BLEU Metric Discussion

I’ve been doing some research on the BLEU metric and I was just wanting to hear everybody else’s thoughts on the metric. To anybody that hasn’t read about BLEU yet that is interested, here is the paper that proposes it as a way to judge Machine Translation http://aclweb.org/anthology/P/P02/P02-1040.pdf. A few issues that I have with the BLEU Metric:

  1. It requires a corpus to already be translated by humans.
  2. It doesn’t work well on a single sentence, but is rather built to be judged across a large corpus.
  3. Assumes the closer to a human translation, the better a sentence is.

Things I like about BLEU:

  1. It is a nice paper
  2. It was first to market and has other papers that use it as a metric
  3. Does a good job of keeping the judging of machine translation models out of the hands of people which is what it appears was happening before this metric was introduced.
  4. Not computationally intensive and seems pretty easy to calculate (still figuring out exactly how, but it doesn’t seem that difficult)

Questions about BLEU:

  1. What other alternatives are there to BLEU today?
  2. Are there any fields that still require a person to validate whether a model’s results are good or not?

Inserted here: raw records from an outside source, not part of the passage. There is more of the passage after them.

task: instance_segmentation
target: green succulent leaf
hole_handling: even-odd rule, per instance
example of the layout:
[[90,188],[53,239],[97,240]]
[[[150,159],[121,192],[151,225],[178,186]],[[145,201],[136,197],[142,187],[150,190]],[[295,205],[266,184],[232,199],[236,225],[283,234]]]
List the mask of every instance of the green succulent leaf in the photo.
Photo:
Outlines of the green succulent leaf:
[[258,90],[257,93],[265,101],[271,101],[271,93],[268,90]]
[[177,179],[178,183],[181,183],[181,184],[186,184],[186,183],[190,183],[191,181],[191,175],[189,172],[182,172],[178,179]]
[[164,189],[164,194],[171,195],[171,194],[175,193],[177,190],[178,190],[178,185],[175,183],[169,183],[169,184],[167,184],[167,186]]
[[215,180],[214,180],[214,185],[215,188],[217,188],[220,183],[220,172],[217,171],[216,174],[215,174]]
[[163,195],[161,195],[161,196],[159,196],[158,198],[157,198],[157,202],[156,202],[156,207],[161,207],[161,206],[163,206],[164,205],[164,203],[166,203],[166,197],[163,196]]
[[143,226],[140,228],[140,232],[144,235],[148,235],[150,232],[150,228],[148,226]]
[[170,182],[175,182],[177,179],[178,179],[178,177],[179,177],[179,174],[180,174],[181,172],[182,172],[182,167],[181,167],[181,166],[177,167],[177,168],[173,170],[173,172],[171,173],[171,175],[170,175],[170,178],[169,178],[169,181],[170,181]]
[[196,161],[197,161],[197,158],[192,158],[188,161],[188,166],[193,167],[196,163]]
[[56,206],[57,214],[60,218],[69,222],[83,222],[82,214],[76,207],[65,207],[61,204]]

Hopefully this is an interesting section to somebody. I definitely think that this was a game changer metric, however, it also seems like it is running out of steam since it requires a corpus to already have translations done and the new papers that are just utilizing the same latent space, but don’t have direct translations, make this metric impossible to calculate accurately. I’m also wondering if the assumption of a human translation being the best guess will make this metric hard to implement on less known language and possibly even languages that don’t have any translators left. Anything from this list would probably cause issues with the metric: http://www.endangeredlanguages.com/.

1 Like

I came across this paper which used ROUGE-L.

Below paper is released on 5 March 2018. Lots of work need to be done in NLP.
ROUGE 2.0: Updated and Improved Measures for Evaluation of Summarization Tasks

1 Like

I have read BLEU and tried to use it inevaluating the output of three MT sytems between English and Arabic. The results show that BLEU has a poor results since it looks only for word matching and ignoring the linguage variation of the sentence besides the inability of the metric to understand the synonyms. therefore, i do not reckon using it.